Deferred Revenue Index
Deferred Revenue is an account created on a company’s Balance Sheet when a customer pays for a product or service before it is delivered. Typical companies have Accounts Receivable on their Balance Sheets, since these companies receive payments from customers only weeks or months after the product or service is delivered. Why does this matter? Receiving payments upfront obviously has positive cash flow implications. But also – and perhaps more importantly – the ability to charge a customer upfront is generally a “signal” of strong differentiation for a company’s product or service.
Efficient Alpha Capital believes that companies with higher Deferred Revenue balances (as a percentage of revenue) generally have more attractive financial profiles and can present superior investment opportunities. Therefore, the Efficient Alpha Capital Deferred Revenue Index selects companies on the basis of Deferred Revenue as a percentage of revenue, with a valuation overlay that attempts to exclude companies that may be over-valued despite their Deferred Revenue attributes.
Free Cash Flow Index
Free Cash Flow is defined based upon the following formula: Cash Flow from Operations less Capital Expenditures. Free Cash Flow can be a more meaningful metric compared to other measures of a company’s fundamental financial performance. First, Free Cash Flow measures the ability to deliver what is most important to a shareholder: excess cash that could be distributed to shareholders. Second, Free Cash Flow is a financial metric that is less susceptible to manipulation or “false positives.” Most other financial metrics, taken by themselves and without a more comprehensive financial analysis, exclude critical elements of a company’s financial model.

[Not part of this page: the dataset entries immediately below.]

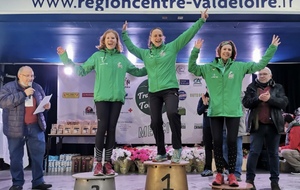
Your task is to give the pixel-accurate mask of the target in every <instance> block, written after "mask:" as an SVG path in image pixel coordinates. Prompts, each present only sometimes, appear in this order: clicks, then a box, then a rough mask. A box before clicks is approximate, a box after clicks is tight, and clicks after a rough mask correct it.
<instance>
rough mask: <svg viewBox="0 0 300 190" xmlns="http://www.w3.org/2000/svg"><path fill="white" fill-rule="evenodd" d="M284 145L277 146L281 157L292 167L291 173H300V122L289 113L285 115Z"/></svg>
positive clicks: (284, 119) (297, 173)
mask: <svg viewBox="0 0 300 190" xmlns="http://www.w3.org/2000/svg"><path fill="white" fill-rule="evenodd" d="M284 120H285V122H286V124H285V129H286V130H285V133H286V139H285V145H284V146H281V147H279V152H281V155H282V157H283V158H284V159H285V160H286V162H287V163H288V164H289V165H290V166H291V167H292V168H293V170H294V171H293V172H292V174H294V175H300V123H298V122H297V121H296V120H294V118H293V116H292V115H290V114H287V115H285V117H284Z"/></svg>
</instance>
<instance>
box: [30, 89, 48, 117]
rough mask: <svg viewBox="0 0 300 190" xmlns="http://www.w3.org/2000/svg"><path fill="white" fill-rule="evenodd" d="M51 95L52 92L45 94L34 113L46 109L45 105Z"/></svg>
mask: <svg viewBox="0 0 300 190" xmlns="http://www.w3.org/2000/svg"><path fill="white" fill-rule="evenodd" d="M51 97H52V94H51V95H49V96H45V97H44V99H43V100H42V101H41V103H40V104H39V106H38V107H37V108H36V110H35V111H34V113H33V114H37V113H41V112H43V111H45V108H44V105H46V104H47V103H49V102H50V99H51Z"/></svg>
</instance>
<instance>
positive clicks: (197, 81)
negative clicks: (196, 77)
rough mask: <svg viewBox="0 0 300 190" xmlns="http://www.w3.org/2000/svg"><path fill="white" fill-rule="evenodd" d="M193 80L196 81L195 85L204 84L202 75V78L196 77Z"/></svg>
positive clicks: (197, 85) (193, 81) (201, 77)
mask: <svg viewBox="0 0 300 190" xmlns="http://www.w3.org/2000/svg"><path fill="white" fill-rule="evenodd" d="M193 82H194V86H201V85H202V77H200V78H195V79H194V80H193Z"/></svg>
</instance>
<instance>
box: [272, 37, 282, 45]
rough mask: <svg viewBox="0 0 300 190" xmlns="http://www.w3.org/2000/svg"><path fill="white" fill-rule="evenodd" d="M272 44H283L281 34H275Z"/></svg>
mask: <svg viewBox="0 0 300 190" xmlns="http://www.w3.org/2000/svg"><path fill="white" fill-rule="evenodd" d="M272 44H273V45H274V46H278V45H279V44H281V42H280V38H279V36H276V35H273V39H272Z"/></svg>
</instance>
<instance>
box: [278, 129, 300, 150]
mask: <svg viewBox="0 0 300 190" xmlns="http://www.w3.org/2000/svg"><path fill="white" fill-rule="evenodd" d="M288 138H289V145H285V146H282V147H281V150H283V149H293V150H298V151H299V152H300V125H296V126H293V127H292V128H291V131H290V133H289V137H288Z"/></svg>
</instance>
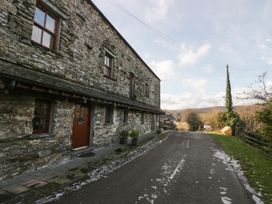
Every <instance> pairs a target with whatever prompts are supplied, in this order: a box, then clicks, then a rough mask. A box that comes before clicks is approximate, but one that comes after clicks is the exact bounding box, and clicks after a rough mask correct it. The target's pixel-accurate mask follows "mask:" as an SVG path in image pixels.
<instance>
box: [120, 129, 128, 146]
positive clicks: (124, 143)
mask: <svg viewBox="0 0 272 204" xmlns="http://www.w3.org/2000/svg"><path fill="white" fill-rule="evenodd" d="M128 135H129V133H128V131H127V130H123V131H121V132H120V133H119V142H120V144H126V143H127V138H128Z"/></svg>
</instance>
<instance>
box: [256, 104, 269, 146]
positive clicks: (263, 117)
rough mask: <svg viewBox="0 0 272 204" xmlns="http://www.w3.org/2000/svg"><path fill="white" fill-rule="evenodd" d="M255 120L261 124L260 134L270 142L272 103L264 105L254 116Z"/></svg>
mask: <svg viewBox="0 0 272 204" xmlns="http://www.w3.org/2000/svg"><path fill="white" fill-rule="evenodd" d="M256 118H257V120H258V121H259V122H261V123H262V128H261V129H260V132H261V133H262V134H263V135H264V136H265V138H266V139H268V140H270V141H272V102H271V103H268V104H266V106H265V107H264V108H263V109H262V110H261V111H259V112H257V114H256Z"/></svg>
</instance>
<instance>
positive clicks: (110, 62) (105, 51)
mask: <svg viewBox="0 0 272 204" xmlns="http://www.w3.org/2000/svg"><path fill="white" fill-rule="evenodd" d="M106 58H108V60H109V64H108V65H107V64H106ZM114 59H115V57H114V55H112V54H111V53H110V52H109V51H107V50H105V55H104V62H103V63H104V76H105V77H107V78H110V79H114Z"/></svg>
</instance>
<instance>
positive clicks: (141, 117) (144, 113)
mask: <svg viewBox="0 0 272 204" xmlns="http://www.w3.org/2000/svg"><path fill="white" fill-rule="evenodd" d="M144 124H145V113H144V112H142V113H141V125H144Z"/></svg>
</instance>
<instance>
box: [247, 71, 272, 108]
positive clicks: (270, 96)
mask: <svg viewBox="0 0 272 204" xmlns="http://www.w3.org/2000/svg"><path fill="white" fill-rule="evenodd" d="M267 76H268V73H267V72H265V73H262V74H261V75H259V76H258V80H257V82H256V83H255V84H252V85H250V89H251V90H250V92H249V93H247V95H248V98H247V99H255V100H257V101H259V102H261V103H265V104H267V103H271V102H272V85H271V86H269V85H268V83H267ZM256 84H257V87H256Z"/></svg>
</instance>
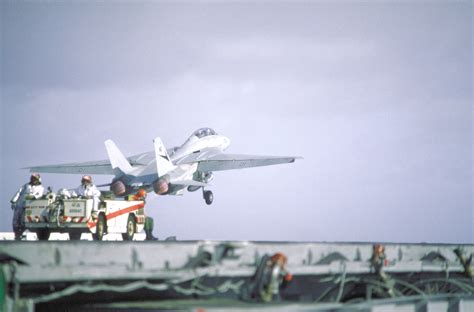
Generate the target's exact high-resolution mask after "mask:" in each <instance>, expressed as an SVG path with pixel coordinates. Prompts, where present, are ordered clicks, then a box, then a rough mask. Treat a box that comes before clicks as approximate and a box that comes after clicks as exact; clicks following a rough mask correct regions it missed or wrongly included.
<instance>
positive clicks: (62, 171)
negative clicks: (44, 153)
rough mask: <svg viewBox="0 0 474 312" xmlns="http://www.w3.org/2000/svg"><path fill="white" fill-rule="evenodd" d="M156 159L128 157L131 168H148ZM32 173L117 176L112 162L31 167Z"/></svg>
mask: <svg viewBox="0 0 474 312" xmlns="http://www.w3.org/2000/svg"><path fill="white" fill-rule="evenodd" d="M153 157H154V152H146V153H140V154H137V155H133V156H130V157H127V160H128V162H129V163H130V165H131V166H146V164H147V163H148V162H150V161H151V159H153ZM23 169H29V170H30V172H38V173H68V174H106V175H115V172H114V170H113V169H112V165H111V164H110V160H108V159H107V160H95V161H86V162H77V163H66V164H55V165H45V166H31V167H26V168H23Z"/></svg>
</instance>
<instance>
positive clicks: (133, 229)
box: [122, 214, 137, 240]
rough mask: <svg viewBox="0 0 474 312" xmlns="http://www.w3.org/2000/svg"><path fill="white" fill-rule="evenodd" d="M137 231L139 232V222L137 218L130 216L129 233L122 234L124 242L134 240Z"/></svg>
mask: <svg viewBox="0 0 474 312" xmlns="http://www.w3.org/2000/svg"><path fill="white" fill-rule="evenodd" d="M136 231H137V221H136V220H135V217H134V216H133V215H131V214H130V215H128V220H127V232H126V233H122V238H123V240H132V239H133V235H135V232H136Z"/></svg>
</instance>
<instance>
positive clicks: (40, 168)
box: [24, 160, 114, 175]
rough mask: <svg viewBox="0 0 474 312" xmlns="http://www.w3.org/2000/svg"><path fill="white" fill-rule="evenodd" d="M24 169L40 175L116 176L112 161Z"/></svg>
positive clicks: (71, 163) (48, 166)
mask: <svg viewBox="0 0 474 312" xmlns="http://www.w3.org/2000/svg"><path fill="white" fill-rule="evenodd" d="M24 169H29V170H30V172H40V173H73V174H74V173H76V174H110V175H113V174H114V171H113V170H112V166H111V165H110V161H108V160H99V161H88V162H79V163H67V164H57V165H46V166H33V167H26V168H24Z"/></svg>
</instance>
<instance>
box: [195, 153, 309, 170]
mask: <svg viewBox="0 0 474 312" xmlns="http://www.w3.org/2000/svg"><path fill="white" fill-rule="evenodd" d="M298 158H301V157H294V156H254V155H232V154H219V155H214V156H211V157H209V158H207V159H201V160H199V161H198V162H199V165H198V169H197V170H198V171H202V172H208V171H220V170H232V169H244V168H252V167H261V166H271V165H278V164H285V163H292V162H294V161H295V160H296V159H298Z"/></svg>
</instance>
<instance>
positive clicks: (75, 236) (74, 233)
mask: <svg viewBox="0 0 474 312" xmlns="http://www.w3.org/2000/svg"><path fill="white" fill-rule="evenodd" d="M81 236H82V233H81V232H71V233H69V239H70V240H81Z"/></svg>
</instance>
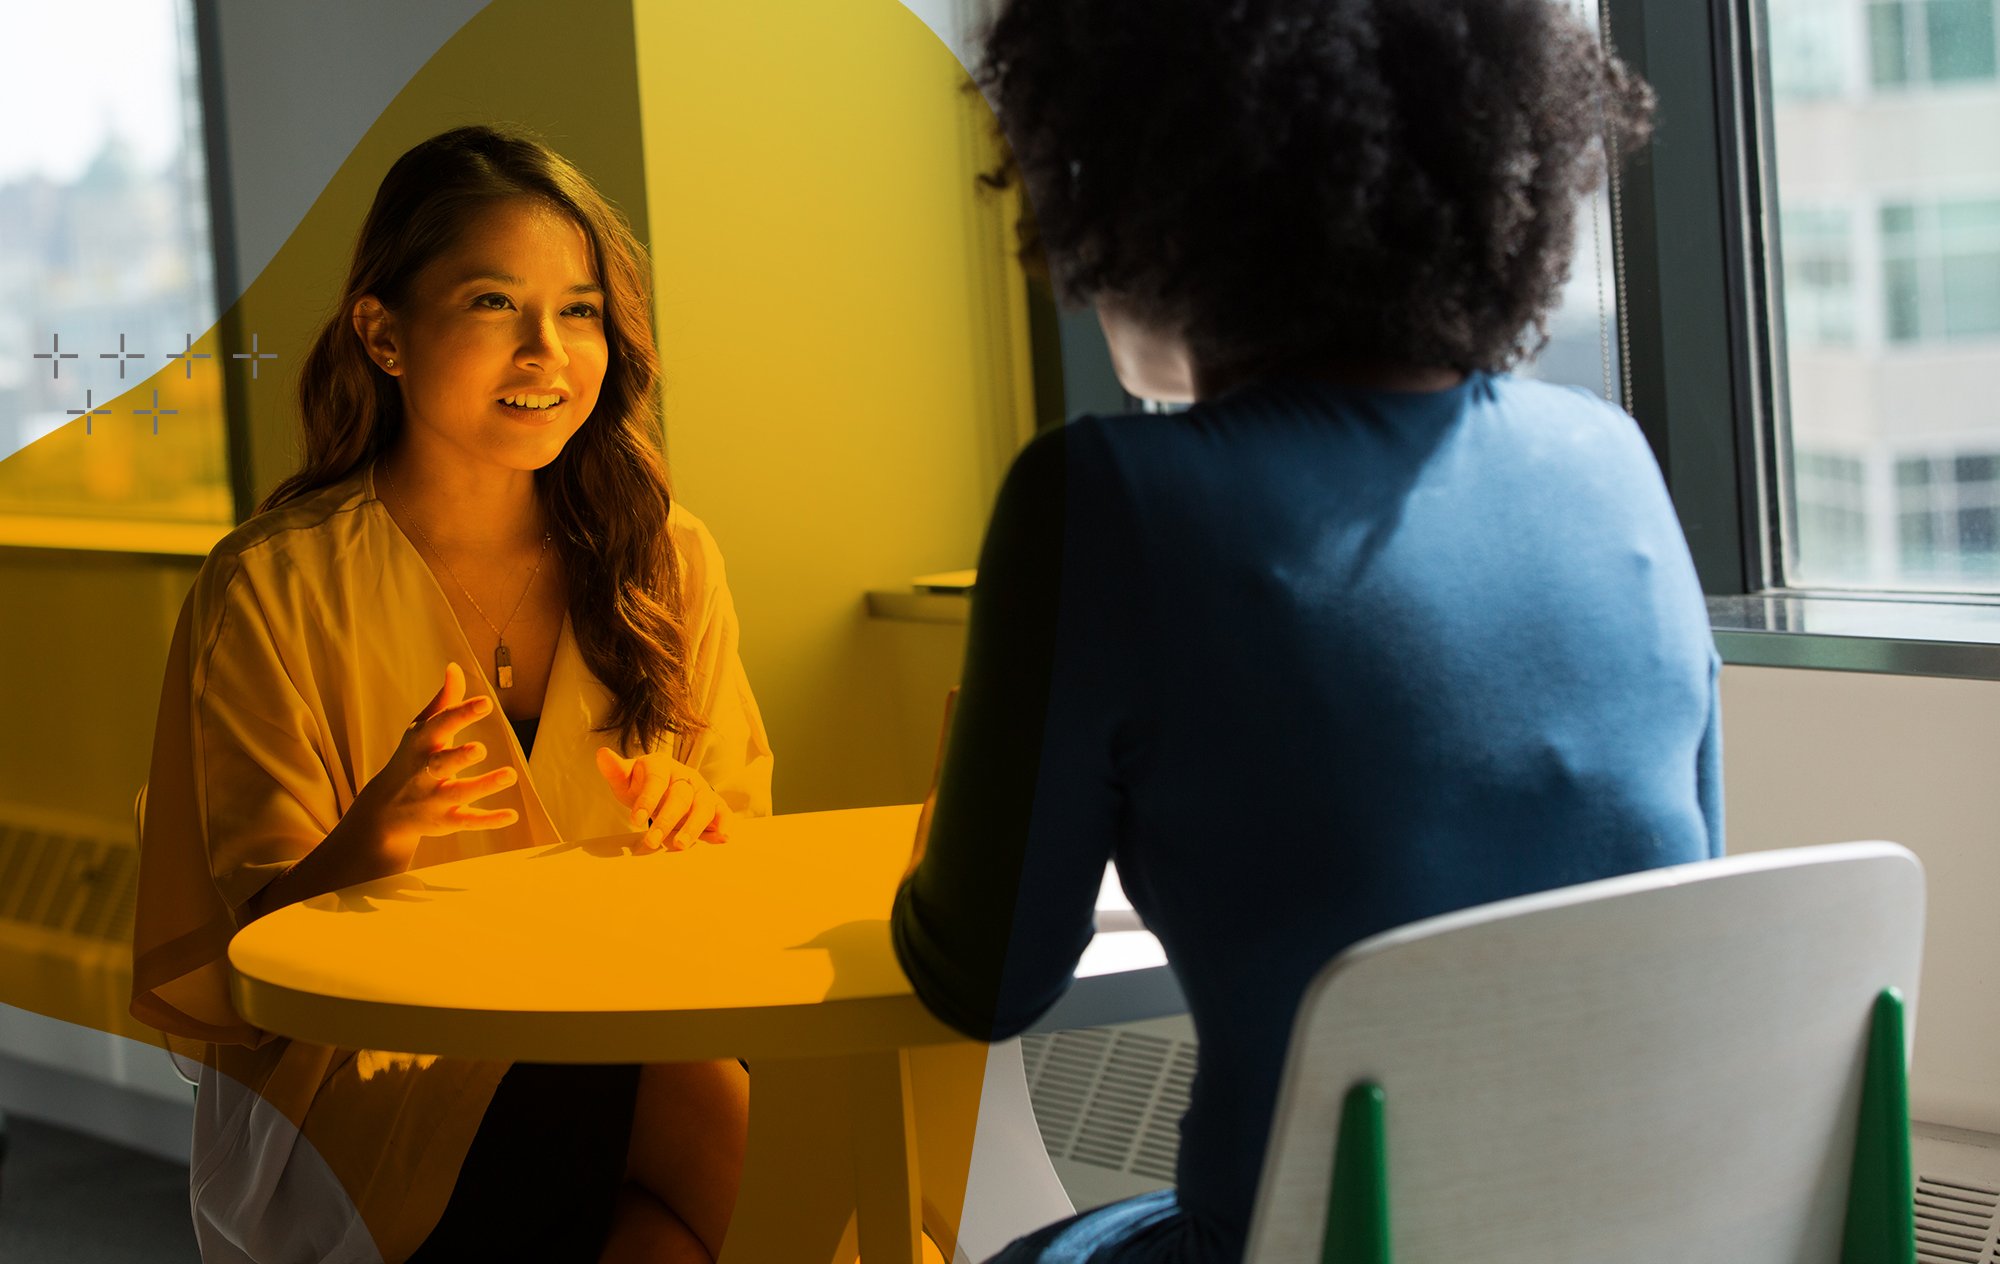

Efficient Alpha Capital believes that companies with superior Free Cash Flow characteristics generally have more attractive financial profiles and can present superior investment opportunities. Therefore, the Efficient Alpha Capital Free Cash Flow Index selects companies on the basis of key Free Cash Flow-related metrics, with a valuation overlay that attempts to exclude companies that may be over-valued despite their Free Cash Flow profile.